KART: Parameterization of Privacy Leakage Scenarios from Pre-trained Language Models
Yuta Nakamura, Shouhei Hanaoka, Yukihiro Nomura, Naoto Hayashi, Osamu Abe, Shuntaro Yada, Shoko Wakamiya, Eiji Aramaki
TL;DR
The paper tackles the challenge of comparing privacy leakage risks across diverse real-world scenarios for pre-trained language models by introducing KART, a four-factor parameterization (Knowledge, Anonymization, Resource, Target). It demonstrates how KART can unify scenario descriptions, enabling portable risk assessments and cross-study comparisons, and provides an experimental demonstration using eight scenarios with BERT on clinical data to show how risk scales with scenario severity. The work outlines a pathway toward standardized privacy guidelines for model sharing, while acknowledging that no universal risk metric currently captures all leakage types. Overall, KART offers a practical framework for organizing and aggregating privacy-risk findings across past and future studies, with potential for meta-analytic synthesis and more consistent risk estimation under various attack methods.
Abstract
For the safe sharing pre-trained language models, no guidelines exist at present owing to the difficulty in estimating the upper bound of the risk of privacy leakage.
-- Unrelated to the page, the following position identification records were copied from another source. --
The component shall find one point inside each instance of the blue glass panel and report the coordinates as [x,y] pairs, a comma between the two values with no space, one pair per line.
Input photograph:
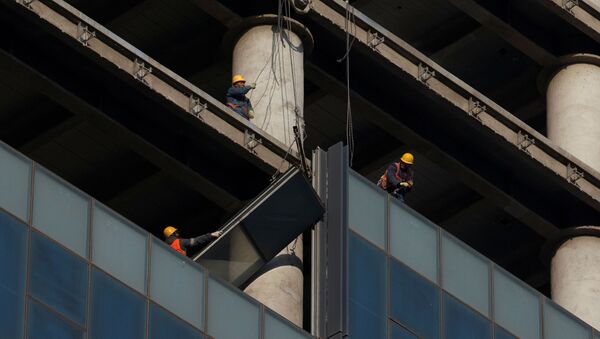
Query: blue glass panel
[413,240]
[276,328]
[13,265]
[165,325]
[177,284]
[58,278]
[113,303]
[503,334]
[14,183]
[367,307]
[61,212]
[227,306]
[516,307]
[44,324]
[119,248]
[366,209]
[415,301]
[465,274]
[558,324]
[398,332]
[460,322]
One problem is that previous studies have assessed the risk for different real-world privacy leakage scenarios and attack methods, which reduces the portability of the findings. To tackle this problem, we represent complex real-world privacy leakage scenarios under a universal parameterization, \textit{Knowledge, Anonymization, Resource, and Target} (KART). KART parameterization has two merits: (i) it clarifies the definition of privacy leakage in each experiment and (ii) it improves the comparability of the findings of risk assessments. We show that previous studies can be simply reviewed by parameterizing the scenarios with KART. We also demonstrate privacy risk assessments in different scenarios under the same attack method, which suggests that KART helps approximate the upper bound of risk under a specific attack or scenario. We believe that KART helps integrate past and future findings on privacy risk and will contribute to a standard for sharing language models.